Army Communicator Summer 1998

Army leaders announce new design framework for Army XXI heavy division

by Jim Caldwell

WASHINGTON, D.C. (Training and Doctrine Command News Service) -- The Army’s new heavy division will still be the most lethal combat force in the world, even though it will have fewer soldiers and armored vehicles.

The announcement June 9 of the new division design by GEN William Hartzog, commander of Training and Doctrine Command, put the Army’s official stamp of approval on the new organization. The decision follows almost four years of analysis and experimentation involving several thousand soldiers in the Army’s major commands.

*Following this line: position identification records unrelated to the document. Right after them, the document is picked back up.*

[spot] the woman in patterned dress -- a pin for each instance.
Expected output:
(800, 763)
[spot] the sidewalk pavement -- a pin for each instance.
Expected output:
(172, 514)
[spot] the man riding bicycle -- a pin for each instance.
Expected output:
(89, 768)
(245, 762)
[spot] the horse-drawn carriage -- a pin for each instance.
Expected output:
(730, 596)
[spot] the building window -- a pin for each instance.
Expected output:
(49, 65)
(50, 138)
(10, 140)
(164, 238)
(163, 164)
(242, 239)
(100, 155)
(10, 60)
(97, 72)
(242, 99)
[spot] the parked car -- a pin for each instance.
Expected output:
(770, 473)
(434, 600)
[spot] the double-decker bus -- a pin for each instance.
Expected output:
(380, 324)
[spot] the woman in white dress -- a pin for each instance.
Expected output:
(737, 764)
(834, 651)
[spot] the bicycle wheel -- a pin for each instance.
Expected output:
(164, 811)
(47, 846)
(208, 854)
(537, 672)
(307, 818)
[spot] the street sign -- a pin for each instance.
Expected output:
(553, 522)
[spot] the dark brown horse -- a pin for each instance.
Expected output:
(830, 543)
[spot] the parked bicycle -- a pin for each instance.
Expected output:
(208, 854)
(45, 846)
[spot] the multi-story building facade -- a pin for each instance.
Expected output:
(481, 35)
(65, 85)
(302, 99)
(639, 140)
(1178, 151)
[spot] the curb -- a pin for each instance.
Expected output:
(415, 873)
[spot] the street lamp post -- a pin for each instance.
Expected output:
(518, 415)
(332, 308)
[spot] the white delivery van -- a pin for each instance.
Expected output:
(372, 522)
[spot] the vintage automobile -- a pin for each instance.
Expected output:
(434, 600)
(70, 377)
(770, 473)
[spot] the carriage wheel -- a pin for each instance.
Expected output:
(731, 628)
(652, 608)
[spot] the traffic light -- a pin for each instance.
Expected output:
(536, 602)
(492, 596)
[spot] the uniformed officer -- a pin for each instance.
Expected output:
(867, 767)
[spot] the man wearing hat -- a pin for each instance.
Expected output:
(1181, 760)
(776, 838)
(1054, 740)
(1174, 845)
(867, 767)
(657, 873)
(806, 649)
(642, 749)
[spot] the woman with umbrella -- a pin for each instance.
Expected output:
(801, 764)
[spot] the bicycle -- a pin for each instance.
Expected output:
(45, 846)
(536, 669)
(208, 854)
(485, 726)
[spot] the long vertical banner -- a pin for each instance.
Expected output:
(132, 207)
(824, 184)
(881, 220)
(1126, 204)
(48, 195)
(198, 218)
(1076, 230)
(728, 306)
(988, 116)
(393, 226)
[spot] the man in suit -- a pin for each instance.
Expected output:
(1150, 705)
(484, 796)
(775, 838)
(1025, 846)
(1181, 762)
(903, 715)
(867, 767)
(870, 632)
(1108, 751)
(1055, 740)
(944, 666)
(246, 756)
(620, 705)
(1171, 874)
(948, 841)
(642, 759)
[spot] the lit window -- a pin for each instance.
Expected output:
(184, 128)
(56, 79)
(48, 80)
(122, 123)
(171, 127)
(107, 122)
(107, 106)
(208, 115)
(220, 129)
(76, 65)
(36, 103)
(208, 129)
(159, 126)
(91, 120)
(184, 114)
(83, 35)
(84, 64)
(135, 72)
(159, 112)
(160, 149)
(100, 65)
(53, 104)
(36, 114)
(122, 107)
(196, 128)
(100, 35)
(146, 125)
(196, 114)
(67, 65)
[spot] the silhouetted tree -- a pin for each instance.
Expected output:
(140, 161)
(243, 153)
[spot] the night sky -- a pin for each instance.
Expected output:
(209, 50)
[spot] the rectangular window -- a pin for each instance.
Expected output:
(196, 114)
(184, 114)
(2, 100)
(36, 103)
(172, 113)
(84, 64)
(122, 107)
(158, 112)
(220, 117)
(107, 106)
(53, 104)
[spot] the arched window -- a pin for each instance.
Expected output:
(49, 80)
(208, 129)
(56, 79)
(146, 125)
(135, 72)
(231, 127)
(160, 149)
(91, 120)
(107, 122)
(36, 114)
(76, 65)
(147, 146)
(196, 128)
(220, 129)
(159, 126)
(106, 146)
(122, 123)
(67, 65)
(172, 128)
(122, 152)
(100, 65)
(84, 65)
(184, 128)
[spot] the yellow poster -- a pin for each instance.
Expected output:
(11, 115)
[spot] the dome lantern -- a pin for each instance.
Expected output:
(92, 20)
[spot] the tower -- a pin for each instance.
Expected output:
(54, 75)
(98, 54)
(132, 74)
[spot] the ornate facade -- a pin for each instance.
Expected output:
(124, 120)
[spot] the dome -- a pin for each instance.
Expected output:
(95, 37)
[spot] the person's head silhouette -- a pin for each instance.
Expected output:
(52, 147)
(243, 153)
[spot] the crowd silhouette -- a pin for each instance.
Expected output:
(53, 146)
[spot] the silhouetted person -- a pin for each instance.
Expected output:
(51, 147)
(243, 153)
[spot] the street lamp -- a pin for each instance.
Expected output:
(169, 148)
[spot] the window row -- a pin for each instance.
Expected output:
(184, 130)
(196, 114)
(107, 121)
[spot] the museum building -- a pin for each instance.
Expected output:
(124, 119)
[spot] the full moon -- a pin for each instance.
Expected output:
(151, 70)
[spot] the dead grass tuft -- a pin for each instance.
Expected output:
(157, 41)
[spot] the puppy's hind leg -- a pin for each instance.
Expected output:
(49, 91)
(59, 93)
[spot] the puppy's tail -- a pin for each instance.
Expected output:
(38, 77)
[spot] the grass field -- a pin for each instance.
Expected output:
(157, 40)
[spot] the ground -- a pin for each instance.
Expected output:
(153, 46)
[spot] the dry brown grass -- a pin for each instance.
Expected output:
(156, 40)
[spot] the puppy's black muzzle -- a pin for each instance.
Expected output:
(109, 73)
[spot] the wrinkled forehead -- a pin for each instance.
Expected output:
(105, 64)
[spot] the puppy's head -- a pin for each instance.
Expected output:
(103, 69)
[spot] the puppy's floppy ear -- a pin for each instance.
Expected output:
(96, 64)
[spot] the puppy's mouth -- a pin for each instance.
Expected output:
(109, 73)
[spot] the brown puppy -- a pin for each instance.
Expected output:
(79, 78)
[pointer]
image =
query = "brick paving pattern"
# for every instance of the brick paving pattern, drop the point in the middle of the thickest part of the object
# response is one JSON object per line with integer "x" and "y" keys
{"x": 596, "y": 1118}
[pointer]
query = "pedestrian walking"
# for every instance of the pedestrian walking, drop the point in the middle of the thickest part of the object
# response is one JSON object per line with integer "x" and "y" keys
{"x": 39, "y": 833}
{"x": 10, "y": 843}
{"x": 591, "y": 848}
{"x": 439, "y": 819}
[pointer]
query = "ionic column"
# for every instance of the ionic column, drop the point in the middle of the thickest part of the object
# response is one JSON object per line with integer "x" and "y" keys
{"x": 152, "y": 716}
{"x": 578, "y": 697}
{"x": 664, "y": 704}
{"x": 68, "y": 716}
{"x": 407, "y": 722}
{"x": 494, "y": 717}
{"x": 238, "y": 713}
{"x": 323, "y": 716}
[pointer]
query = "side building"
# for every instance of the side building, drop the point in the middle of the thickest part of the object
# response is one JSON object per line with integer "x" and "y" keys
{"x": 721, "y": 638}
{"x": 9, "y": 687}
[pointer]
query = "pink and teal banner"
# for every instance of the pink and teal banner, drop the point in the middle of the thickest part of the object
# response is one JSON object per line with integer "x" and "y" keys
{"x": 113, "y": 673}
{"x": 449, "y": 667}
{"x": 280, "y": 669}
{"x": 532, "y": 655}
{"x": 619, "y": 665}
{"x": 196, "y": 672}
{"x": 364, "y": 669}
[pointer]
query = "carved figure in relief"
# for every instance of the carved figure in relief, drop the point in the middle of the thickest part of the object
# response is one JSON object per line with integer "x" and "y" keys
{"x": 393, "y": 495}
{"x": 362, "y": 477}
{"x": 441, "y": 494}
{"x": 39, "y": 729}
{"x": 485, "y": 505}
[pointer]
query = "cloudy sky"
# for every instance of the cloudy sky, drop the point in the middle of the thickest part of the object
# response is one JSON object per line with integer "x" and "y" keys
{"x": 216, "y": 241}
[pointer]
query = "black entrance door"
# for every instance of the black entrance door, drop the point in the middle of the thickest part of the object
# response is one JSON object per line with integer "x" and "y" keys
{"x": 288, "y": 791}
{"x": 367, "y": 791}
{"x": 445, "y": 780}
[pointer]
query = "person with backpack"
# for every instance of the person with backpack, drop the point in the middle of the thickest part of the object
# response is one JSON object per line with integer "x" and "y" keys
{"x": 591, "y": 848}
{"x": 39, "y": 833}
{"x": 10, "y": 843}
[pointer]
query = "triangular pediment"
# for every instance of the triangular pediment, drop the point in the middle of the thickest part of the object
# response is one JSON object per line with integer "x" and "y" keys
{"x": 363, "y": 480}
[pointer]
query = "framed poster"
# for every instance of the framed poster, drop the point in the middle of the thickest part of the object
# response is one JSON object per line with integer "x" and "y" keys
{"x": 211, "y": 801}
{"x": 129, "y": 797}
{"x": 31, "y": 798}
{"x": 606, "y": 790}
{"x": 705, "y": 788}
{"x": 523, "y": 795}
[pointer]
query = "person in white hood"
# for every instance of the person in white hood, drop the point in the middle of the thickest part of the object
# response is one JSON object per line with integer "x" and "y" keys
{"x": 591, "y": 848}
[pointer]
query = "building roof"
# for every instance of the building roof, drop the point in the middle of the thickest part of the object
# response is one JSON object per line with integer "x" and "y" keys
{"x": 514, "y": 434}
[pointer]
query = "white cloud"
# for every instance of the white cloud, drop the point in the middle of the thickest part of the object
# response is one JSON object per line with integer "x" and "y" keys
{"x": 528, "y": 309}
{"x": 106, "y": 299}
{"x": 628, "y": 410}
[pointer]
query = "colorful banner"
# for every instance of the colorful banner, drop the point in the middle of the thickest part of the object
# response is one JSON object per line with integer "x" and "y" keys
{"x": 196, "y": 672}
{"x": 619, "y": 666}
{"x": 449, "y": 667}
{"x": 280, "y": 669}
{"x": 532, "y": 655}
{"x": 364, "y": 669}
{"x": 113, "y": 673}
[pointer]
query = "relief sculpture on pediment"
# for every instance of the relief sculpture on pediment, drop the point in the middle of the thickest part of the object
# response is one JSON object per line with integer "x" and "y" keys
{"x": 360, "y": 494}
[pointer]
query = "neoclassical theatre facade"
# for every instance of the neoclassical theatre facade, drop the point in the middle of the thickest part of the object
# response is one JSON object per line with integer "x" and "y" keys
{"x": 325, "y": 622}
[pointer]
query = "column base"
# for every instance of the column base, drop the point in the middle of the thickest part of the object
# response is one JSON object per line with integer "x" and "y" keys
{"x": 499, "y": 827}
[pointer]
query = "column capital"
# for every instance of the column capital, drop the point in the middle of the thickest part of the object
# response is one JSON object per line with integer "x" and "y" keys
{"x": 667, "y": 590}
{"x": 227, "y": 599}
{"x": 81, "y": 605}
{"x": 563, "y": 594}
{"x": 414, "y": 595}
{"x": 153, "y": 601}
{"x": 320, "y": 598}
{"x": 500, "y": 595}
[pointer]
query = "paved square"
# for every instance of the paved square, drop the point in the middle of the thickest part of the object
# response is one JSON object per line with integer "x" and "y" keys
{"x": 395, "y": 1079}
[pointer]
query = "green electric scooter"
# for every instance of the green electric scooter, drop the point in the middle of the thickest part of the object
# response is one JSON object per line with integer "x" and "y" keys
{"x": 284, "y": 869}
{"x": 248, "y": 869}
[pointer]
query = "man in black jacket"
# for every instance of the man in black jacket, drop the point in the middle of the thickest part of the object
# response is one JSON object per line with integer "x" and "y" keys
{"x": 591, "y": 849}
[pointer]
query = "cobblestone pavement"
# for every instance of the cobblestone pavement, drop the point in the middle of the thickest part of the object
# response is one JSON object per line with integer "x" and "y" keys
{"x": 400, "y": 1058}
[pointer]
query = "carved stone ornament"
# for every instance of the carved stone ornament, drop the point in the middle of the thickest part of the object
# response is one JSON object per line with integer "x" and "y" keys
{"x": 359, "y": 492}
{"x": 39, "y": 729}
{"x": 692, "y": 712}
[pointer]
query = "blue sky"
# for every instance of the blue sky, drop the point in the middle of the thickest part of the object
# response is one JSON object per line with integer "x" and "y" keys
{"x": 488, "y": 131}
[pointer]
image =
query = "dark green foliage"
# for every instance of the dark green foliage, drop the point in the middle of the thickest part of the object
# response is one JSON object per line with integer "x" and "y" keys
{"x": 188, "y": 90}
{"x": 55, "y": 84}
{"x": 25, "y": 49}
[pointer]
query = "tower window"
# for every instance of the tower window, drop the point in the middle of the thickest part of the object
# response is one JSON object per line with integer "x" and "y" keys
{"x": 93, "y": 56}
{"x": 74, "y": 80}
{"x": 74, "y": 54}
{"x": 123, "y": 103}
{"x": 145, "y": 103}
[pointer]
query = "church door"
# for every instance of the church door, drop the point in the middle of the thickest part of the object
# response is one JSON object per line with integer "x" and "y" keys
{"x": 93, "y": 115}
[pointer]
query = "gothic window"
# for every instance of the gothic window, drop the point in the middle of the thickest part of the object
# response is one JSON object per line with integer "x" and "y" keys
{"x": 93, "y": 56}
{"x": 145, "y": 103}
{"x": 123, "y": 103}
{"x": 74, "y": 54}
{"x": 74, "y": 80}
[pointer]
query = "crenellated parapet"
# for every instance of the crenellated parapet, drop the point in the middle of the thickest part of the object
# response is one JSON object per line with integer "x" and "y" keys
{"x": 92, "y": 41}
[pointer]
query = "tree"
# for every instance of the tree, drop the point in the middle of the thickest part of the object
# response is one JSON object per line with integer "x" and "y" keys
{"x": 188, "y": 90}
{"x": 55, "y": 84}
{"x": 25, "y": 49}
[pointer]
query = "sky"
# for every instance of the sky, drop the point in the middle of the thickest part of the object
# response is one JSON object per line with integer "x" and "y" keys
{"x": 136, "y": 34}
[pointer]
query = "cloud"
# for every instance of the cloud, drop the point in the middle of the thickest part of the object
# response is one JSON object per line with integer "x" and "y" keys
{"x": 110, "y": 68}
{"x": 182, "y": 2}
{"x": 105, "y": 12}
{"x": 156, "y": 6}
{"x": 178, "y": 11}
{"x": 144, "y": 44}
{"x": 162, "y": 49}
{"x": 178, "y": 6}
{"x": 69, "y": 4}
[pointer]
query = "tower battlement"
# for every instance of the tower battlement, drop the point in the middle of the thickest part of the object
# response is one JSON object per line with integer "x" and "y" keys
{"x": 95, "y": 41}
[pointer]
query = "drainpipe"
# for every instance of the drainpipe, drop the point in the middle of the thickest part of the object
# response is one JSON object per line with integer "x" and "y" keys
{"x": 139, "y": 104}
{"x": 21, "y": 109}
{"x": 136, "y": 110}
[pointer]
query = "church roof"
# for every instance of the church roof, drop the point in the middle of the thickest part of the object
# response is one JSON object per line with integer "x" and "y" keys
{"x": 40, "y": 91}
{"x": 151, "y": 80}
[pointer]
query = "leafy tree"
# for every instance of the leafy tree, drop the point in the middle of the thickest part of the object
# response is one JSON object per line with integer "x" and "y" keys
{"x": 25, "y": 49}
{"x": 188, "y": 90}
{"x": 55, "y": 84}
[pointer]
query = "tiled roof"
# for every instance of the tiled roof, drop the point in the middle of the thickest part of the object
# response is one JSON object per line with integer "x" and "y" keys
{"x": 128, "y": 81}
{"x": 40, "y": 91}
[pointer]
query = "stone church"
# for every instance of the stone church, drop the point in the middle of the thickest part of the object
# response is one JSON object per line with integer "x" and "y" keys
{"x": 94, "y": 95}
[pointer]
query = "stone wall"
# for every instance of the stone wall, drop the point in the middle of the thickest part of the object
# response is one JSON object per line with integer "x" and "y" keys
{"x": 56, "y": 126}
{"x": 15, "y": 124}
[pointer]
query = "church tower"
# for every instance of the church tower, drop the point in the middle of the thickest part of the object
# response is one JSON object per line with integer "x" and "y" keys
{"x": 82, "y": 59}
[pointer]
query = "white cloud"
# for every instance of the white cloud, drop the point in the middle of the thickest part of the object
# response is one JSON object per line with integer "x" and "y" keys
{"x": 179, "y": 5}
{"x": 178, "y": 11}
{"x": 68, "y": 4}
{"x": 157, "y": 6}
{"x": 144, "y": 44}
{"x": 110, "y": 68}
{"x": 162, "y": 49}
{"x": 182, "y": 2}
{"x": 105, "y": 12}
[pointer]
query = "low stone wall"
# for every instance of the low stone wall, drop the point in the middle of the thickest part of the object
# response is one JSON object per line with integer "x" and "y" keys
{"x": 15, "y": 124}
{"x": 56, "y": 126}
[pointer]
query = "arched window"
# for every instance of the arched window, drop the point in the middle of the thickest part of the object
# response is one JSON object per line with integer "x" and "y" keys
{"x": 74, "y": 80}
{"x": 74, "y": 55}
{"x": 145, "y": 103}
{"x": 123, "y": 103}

"Today is an important day in the Army’s history," said GEN Dennis Reimer, Army chief of staff. "The new division design is one of our key milestones as we prepare for the 21st century. We’ve developed a division that’s strategically deployable, agile, flexible and the type of decisive, full-spectrum force we’ll need in the 21st century."

"By far the most significant change is the command-and-control apparatus in the new division," said Hartzog, who oversaw the Force XXI process that selected the new division design. "This is a near-paperless operation in that most of the information passes back and forth at the speed of computers."

That information exchange built on a digital-communications framework will allow the new division to cover about three times the area on the battlefield as today’s division, according to the general.

Situation awareness will be obtained through links with satellites, the Air Force’s Joint Surveillance Tactical Acquisition Radar System aircraft, as well as Army sources.

"There’s a brigade reconnaissance troop that’s never existed before ... mounted in armored humvees with some very good devices for ground intelligence collection," Hartzog said.

Information will be distributed over a digital-communications network. Speed of communications will allow maneuver commanders to move faster and concentrate their fires more efficiently than before.

In 2000 the new division will be comprised of 15,302 active-duty soldiers. Another 417 reserve-component soldiers are integrated into the division when it’s deployed. Today’s Army of Excellence division has about 18,000 soldiers.

Less, newer armor in 2000

The Army XXI division will have three maneuver brigades -- one armored and two mechanized infantry. The armored brigade will have two armored battalions and one mechanized. Mechanized brigades will be two mechanized battalions and one armored. A battalion will have three companies versus four in the current division.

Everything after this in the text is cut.